Альбина внимательно посмотрела на него, словно пытаясь заглянуть вглубь его мыслей.
– Ванечка, я не говорю, что это неважно, – произнесла она уже спокойнее. – Но ты должен найти баланс. Ты не можешь позволить себе жить только своей работой, иначе потеряешь то, что действительно важно.
– Что важно? – тихо переспросил он. – Дом, ужин, омлет по-турецки? А люди? Моя работа – это не просто статьи. Это попытка что-то изменить. Если я буду отвлекаться, если перестану думать об этом, то кто будет говорить правду?
– А если ты потеряешь нас? – спросила она, и в её голосе впервые прозвучало что-то похожее на отчаяние. – Ты ведь не замечаешь, что каждый раз, когда ты приносишь сюда всё это… весь этот мрак, это разрушает нас. Ты уже потерял себя в этой борьбе, неужели не видишь?
Иван долго молчал. Он думал о том, что она права, но внутри всё сопротивлялось. Ведь его работа действительно была важна. Но что, если эта борьба лишала его возможности жить своей жизнью?
Альбина встала и начала убирать со стола.
– Я готовила, а ты посуду помоешь, – сказала она просто, словно предлагая ему простую задачу, которую можно решить без особых усилий.
…
«Ночь, улица, фонарь, аптека…» Сон где-то заблудился. Мысли его метались, как заяц в лесу, между кабинетом участкового терапевта и лежавшей рядом женщиной.
Наконец кабинет врача победил.
Словно желая провести «следственный эксперимент», журналист мысленно, как нередко с ним случалось, представил себя участником трагедии. Это он был участковым терапевтом. Хм! Ну, допустим… В конце концов, когда-то он хотел поступать в мединститут…И это его мать упала с табуретки… Смесь фантазии и реальности заполонила сознание Карагая. Вот мать взбирается на табурет, чтобы поменять лампочку. Вот, не удержав равновесия, сваливается на пол, пытается встать и снова падает –сломанная нога не дает ступить. С трудом доползает до телефона и звонит ему, своему родному доктору. Он быстро мчится домой, затем везет мать в больницу и с облегчением сдает ее на руки коллегам, заплатив немалую сумму за операцию.А дальше…
Погрузившись в эту картину, как в наркотический сон, Карагай всем своим существом, каждой клеточкой тела почувствовал, какую нестерпимую боль может испытывать Зоя Ивановна. Не смогла защитить свою родную мать… Не передаваемой словами горечью наполнилось сердце не юного уже мужчины, обладавшего таким воображением, о каком Альберт Эйнштейн говорил, что оно может увести гораздо дальше любых знаний и фактов.

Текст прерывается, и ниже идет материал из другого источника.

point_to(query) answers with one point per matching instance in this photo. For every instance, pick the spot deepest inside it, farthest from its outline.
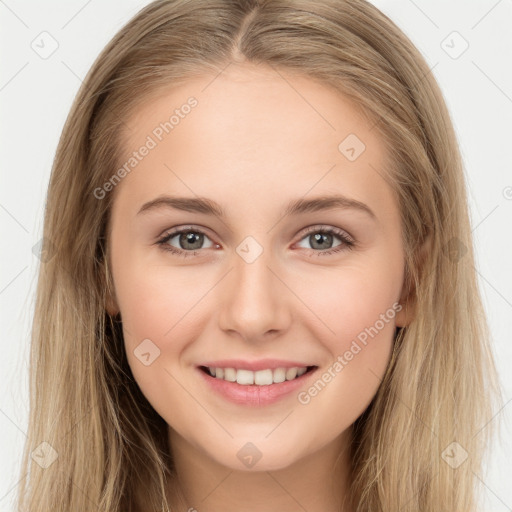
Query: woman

Сильный порыв ветра резко бросил россыпь дождинок в окно. Тревожное щелканье по стеклу вернуло Карагая к действительности. Что такое? А… Ну и ветер разгулялся!
– Ванечка, ты почему не спишь? Ворочаешься и ворочаешься…
Голос Альбины прозвучал, как спасительный гонг для уставшего на ринге бойца. Он тут же повернулся к супруге.
– Мешаю? Прости, радость моя! Больше не буду. А ты чего не спишь?
– Не знаю… О чем ты сейчас думаешь?
Что-то, видимо, происходило и в душе Альбины. В тихом голосе ее уже не слышалась старая карга, готовая наброситься на своего старика из-за разбитого горшка. Она пристроила голову на плечо мужа и обвила его спортивный торс, как лиана ствол дерева, длинной и легкой рукой. Он благодарно слился с ее нежной плотью.
– Ты, наверно, из-за камней расстроился. Да? Не бери в голову. Нет, правда, это сейчас легко решается…
– Просто сказать, не бери! Вообще-то не очень приятно… И, черт возьми, как всегда, не вовремя!
– Так все больные говорят, – снисходительно заметила Альбина. – Не чертыхайся. Сколько раз тебя нужно просить?
Карагай ткнулся губами в бархатный висок подруги.